A quick reminder to the Central Railway that this is not the same thing since the train gets in a full half-hour earlier. The dynamics of crowding, peak hours, office schedules are completely different on this side of 9 a.m.
I’m quite happy to report that today’s news says that Central Railway has given into the request to retain the ladies compartment on the now 9:13 am Vashi-CST local. The article also adds that the men are not very happy with the decision. Understandably so. I know the trains are probably the most crowded, grueling experience of everyday survival that a Mumbaiker faces. Every inch of extra space is precious.
On the other hand consider this. A regular train has three compartments for women – 2 second-class and 1 first-class. That’s only on the Western line while the Central and Harbour both have half a compartment each to the first-class. And these in a train that has 9 or 12 coaches. No woman in her sane mind would get into the general compartment, during peak hours even though it is available to commuters of both sexes. So the entire female commuter population is crammed into those 3 compartments.
I need mention here that it is a common male misconception that women travel in complete luxury in the ladies’ compartment, ‘especially in first class’. We do not. And I know this because I’ve traveled in the general (commonly misunderstood as the ‘gents compartment’) and the ladies compartments (first and second class) at all hours of the day. Men haven’t traveled in the ladies’ compartment. If they had, they might have found reason to revise their opinion. I can tell you stories of vicious fights breaking out mid-journey. It mayn’t seem like much but sandal heels, umbrella points, the catches on purses all becomes weapons of warfare in this struggle for space. Not that we have much choice. The average woman commuter would much rather face these than be brushed up against 50-odd strange men in the general compartment.
Everyday that I travel in the train reminds me of how much more ferocious women can be when it comes to getting what they want. And contrary to popular perception, the first-class is actually the worst of the lot (with Western line bringing up the gruesome lead). Manicured fingers clutching sleek mobile phones turn into claws when they’re inside a railway bogey.

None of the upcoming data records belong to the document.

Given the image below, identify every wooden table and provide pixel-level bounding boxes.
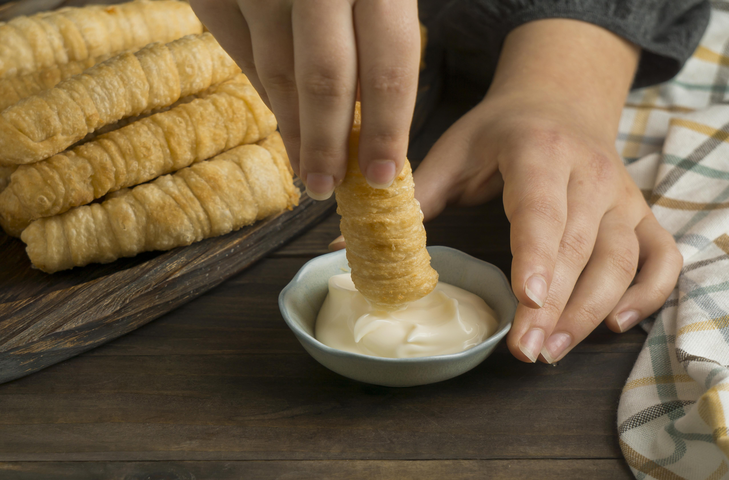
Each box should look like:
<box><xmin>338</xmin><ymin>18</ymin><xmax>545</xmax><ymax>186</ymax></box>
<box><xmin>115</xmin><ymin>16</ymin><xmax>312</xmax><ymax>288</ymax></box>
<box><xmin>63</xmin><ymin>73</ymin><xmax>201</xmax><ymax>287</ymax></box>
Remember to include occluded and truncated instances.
<box><xmin>0</xmin><ymin>80</ymin><xmax>645</xmax><ymax>480</ymax></box>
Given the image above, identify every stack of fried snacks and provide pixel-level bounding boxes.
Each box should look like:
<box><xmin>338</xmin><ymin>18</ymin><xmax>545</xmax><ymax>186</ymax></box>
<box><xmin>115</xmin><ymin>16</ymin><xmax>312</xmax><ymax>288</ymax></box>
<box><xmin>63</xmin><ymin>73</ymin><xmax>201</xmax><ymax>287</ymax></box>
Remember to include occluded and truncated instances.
<box><xmin>0</xmin><ymin>1</ymin><xmax>202</xmax><ymax>78</ymax></box>
<box><xmin>0</xmin><ymin>165</ymin><xmax>17</xmax><ymax>193</ymax></box>
<box><xmin>0</xmin><ymin>74</ymin><xmax>276</xmax><ymax>236</ymax></box>
<box><xmin>21</xmin><ymin>133</ymin><xmax>299</xmax><ymax>273</ymax></box>
<box><xmin>335</xmin><ymin>104</ymin><xmax>438</xmax><ymax>310</ymax></box>
<box><xmin>0</xmin><ymin>33</ymin><xmax>240</xmax><ymax>164</ymax></box>
<box><xmin>0</xmin><ymin>0</ymin><xmax>299</xmax><ymax>272</ymax></box>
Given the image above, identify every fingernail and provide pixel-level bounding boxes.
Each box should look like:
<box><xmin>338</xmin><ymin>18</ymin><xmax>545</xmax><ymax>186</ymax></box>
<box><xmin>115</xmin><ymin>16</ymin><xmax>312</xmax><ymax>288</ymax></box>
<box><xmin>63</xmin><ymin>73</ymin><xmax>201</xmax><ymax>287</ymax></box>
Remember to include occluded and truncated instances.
<box><xmin>365</xmin><ymin>160</ymin><xmax>395</xmax><ymax>188</ymax></box>
<box><xmin>329</xmin><ymin>235</ymin><xmax>347</xmax><ymax>252</ymax></box>
<box><xmin>541</xmin><ymin>333</ymin><xmax>572</xmax><ymax>363</ymax></box>
<box><xmin>519</xmin><ymin>328</ymin><xmax>544</xmax><ymax>363</ymax></box>
<box><xmin>615</xmin><ymin>310</ymin><xmax>640</xmax><ymax>332</ymax></box>
<box><xmin>524</xmin><ymin>275</ymin><xmax>547</xmax><ymax>308</ymax></box>
<box><xmin>306</xmin><ymin>173</ymin><xmax>334</xmax><ymax>200</ymax></box>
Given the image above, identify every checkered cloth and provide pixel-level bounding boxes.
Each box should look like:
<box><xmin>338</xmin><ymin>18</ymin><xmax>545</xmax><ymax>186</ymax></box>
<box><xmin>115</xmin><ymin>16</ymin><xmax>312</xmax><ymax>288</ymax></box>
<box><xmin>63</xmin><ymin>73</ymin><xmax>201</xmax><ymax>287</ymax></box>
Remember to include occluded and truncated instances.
<box><xmin>617</xmin><ymin>0</ymin><xmax>729</xmax><ymax>480</ymax></box>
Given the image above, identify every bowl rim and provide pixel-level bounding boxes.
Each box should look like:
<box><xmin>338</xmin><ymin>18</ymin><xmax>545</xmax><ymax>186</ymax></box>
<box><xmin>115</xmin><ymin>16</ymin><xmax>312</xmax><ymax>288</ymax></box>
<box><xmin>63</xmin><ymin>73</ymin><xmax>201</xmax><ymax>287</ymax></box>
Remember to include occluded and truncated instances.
<box><xmin>278</xmin><ymin>245</ymin><xmax>518</xmax><ymax>365</ymax></box>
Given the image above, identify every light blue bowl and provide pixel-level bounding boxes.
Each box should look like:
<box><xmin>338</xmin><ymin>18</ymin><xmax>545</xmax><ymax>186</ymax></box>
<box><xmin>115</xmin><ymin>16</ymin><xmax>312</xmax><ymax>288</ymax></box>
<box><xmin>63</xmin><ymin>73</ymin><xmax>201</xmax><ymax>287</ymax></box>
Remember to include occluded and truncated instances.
<box><xmin>278</xmin><ymin>247</ymin><xmax>517</xmax><ymax>387</ymax></box>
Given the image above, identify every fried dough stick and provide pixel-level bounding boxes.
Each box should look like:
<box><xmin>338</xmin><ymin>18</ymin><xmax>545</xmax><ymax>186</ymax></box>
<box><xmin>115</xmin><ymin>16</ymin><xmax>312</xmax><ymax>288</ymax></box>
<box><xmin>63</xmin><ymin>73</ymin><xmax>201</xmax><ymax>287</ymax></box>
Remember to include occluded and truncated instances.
<box><xmin>0</xmin><ymin>33</ymin><xmax>240</xmax><ymax>165</ymax></box>
<box><xmin>335</xmin><ymin>104</ymin><xmax>438</xmax><ymax>309</ymax></box>
<box><xmin>0</xmin><ymin>165</ymin><xmax>17</xmax><ymax>193</ymax></box>
<box><xmin>0</xmin><ymin>1</ymin><xmax>202</xmax><ymax>78</ymax></box>
<box><xmin>0</xmin><ymin>74</ymin><xmax>276</xmax><ymax>236</ymax></box>
<box><xmin>21</xmin><ymin>133</ymin><xmax>299</xmax><ymax>273</ymax></box>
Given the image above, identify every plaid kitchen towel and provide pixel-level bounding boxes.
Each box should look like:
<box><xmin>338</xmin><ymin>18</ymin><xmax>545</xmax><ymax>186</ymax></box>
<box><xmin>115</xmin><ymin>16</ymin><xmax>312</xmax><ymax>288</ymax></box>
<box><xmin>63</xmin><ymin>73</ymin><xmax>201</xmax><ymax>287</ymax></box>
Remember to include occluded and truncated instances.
<box><xmin>617</xmin><ymin>0</ymin><xmax>729</xmax><ymax>480</ymax></box>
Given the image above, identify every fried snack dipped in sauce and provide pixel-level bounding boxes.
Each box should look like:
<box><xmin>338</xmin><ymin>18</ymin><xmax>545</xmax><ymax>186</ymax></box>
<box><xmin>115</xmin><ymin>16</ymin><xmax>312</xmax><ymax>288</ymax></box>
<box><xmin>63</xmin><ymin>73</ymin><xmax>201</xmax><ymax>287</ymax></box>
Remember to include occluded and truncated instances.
<box><xmin>335</xmin><ymin>103</ymin><xmax>438</xmax><ymax>310</ymax></box>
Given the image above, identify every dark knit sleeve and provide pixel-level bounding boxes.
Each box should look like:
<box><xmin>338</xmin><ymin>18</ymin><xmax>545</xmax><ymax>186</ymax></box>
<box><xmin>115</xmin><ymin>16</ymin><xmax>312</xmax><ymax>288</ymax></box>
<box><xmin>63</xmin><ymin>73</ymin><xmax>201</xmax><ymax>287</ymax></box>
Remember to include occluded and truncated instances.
<box><xmin>438</xmin><ymin>0</ymin><xmax>711</xmax><ymax>88</ymax></box>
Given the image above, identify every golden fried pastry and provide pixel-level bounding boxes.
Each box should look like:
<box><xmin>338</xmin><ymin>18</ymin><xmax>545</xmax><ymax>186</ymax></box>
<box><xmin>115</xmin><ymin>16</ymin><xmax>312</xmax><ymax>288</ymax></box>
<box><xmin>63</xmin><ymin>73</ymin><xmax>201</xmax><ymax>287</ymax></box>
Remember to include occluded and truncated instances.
<box><xmin>21</xmin><ymin>133</ymin><xmax>299</xmax><ymax>273</ymax></box>
<box><xmin>0</xmin><ymin>74</ymin><xmax>274</xmax><ymax>236</ymax></box>
<box><xmin>0</xmin><ymin>55</ymin><xmax>105</xmax><ymax>111</ymax></box>
<box><xmin>0</xmin><ymin>1</ymin><xmax>202</xmax><ymax>78</ymax></box>
<box><xmin>0</xmin><ymin>165</ymin><xmax>17</xmax><ymax>193</ymax></box>
<box><xmin>0</xmin><ymin>33</ymin><xmax>240</xmax><ymax>165</ymax></box>
<box><xmin>335</xmin><ymin>104</ymin><xmax>438</xmax><ymax>309</ymax></box>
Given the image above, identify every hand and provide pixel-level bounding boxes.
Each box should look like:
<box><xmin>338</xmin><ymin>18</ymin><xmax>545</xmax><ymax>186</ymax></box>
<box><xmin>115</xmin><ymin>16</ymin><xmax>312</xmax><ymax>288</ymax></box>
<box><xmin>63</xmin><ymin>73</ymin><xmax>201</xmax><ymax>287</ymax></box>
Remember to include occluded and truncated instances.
<box><xmin>415</xmin><ymin>20</ymin><xmax>682</xmax><ymax>363</ymax></box>
<box><xmin>190</xmin><ymin>0</ymin><xmax>420</xmax><ymax>200</ymax></box>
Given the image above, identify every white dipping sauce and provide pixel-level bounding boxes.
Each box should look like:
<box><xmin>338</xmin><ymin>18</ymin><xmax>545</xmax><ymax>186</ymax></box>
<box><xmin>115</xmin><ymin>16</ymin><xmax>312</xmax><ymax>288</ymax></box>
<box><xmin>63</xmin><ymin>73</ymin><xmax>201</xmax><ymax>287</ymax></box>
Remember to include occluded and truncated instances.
<box><xmin>314</xmin><ymin>273</ymin><xmax>497</xmax><ymax>358</ymax></box>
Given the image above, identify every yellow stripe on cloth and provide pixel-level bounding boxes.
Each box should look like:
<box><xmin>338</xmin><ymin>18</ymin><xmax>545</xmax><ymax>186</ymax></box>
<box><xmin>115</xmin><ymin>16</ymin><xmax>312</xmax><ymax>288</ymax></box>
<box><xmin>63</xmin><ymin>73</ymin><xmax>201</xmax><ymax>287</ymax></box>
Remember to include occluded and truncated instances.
<box><xmin>623</xmin><ymin>375</ymin><xmax>694</xmax><ymax>392</ymax></box>
<box><xmin>625</xmin><ymin>102</ymin><xmax>696</xmax><ymax>113</ymax></box>
<box><xmin>648</xmin><ymin>193</ymin><xmax>729</xmax><ymax>211</ymax></box>
<box><xmin>706</xmin><ymin>460</ymin><xmax>729</xmax><ymax>480</ymax></box>
<box><xmin>714</xmin><ymin>233</ymin><xmax>729</xmax><ymax>255</ymax></box>
<box><xmin>693</xmin><ymin>45</ymin><xmax>729</xmax><ymax>67</ymax></box>
<box><xmin>670</xmin><ymin>118</ymin><xmax>729</xmax><ymax>142</ymax></box>
<box><xmin>699</xmin><ymin>383</ymin><xmax>729</xmax><ymax>457</ymax></box>
<box><xmin>676</xmin><ymin>315</ymin><xmax>729</xmax><ymax>337</ymax></box>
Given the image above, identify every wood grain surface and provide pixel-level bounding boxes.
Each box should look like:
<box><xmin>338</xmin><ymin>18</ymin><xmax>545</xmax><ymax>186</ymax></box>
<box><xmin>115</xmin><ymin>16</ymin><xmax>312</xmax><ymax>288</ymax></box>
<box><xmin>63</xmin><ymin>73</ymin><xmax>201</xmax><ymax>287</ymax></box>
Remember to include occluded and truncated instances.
<box><xmin>0</xmin><ymin>2</ymin><xmax>645</xmax><ymax>474</ymax></box>
<box><xmin>0</xmin><ymin>78</ymin><xmax>645</xmax><ymax>480</ymax></box>
<box><xmin>0</xmin><ymin>180</ymin><xmax>335</xmax><ymax>383</ymax></box>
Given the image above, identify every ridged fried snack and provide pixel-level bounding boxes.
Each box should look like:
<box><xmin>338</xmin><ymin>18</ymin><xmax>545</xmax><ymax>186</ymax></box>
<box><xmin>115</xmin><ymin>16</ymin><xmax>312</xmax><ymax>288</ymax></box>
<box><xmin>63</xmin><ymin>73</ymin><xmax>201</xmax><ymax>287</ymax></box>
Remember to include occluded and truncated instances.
<box><xmin>0</xmin><ymin>165</ymin><xmax>17</xmax><ymax>193</ymax></box>
<box><xmin>0</xmin><ymin>33</ymin><xmax>240</xmax><ymax>165</ymax></box>
<box><xmin>0</xmin><ymin>74</ymin><xmax>276</xmax><ymax>236</ymax></box>
<box><xmin>335</xmin><ymin>103</ymin><xmax>438</xmax><ymax>309</ymax></box>
<box><xmin>0</xmin><ymin>1</ymin><xmax>202</xmax><ymax>78</ymax></box>
<box><xmin>21</xmin><ymin>133</ymin><xmax>299</xmax><ymax>273</ymax></box>
<box><xmin>0</xmin><ymin>55</ymin><xmax>110</xmax><ymax>111</ymax></box>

Attitudinally this set is by far, the bitchiest, most venomous of all travelers I’ve seen. If I had to lay a bet on which section of Mumbai’s travelers would be most likely to push their fellows off a moving train and also the least likely to help someone in need, it would be the first-class ladies’ compartment travelers on the Western line. Far from luxurious, we travel in crowds and hostile ones at that. Once again, I know I’m right because I travel by all three train lines. And so I think that while everyone in this city could use some extra space, our need is greater.
I am deeply injured by the fact that the ladies compartment on every train on every line is placed right in front of the stinky toilets. Obviously someone has to be positioned there but I just wonder why the only place allotted to us has to be put right there. I mean, we don’t even have the choice of another dabba. What’s worse, these are invariably at the ends of the carriages so miss getting into one and you’ve missed the train. So stay equipped for a long trek to the other end of the platform or to the staircase. The Railway network is hardly women-friendly so enough with the accusations of being pampered, already.
May I also add that I’m thoroughly impressed by the effort on the part of the ladies who spoke up for what they needed and got it? I am not going to get into the justification of why and how women become like this (That’s for my other blog, not this one :-) ). I am after all one of them as well, being a regular on the trains. Let’s just say that life isn’t hunky-dory in our red or green-striped part of the train world either.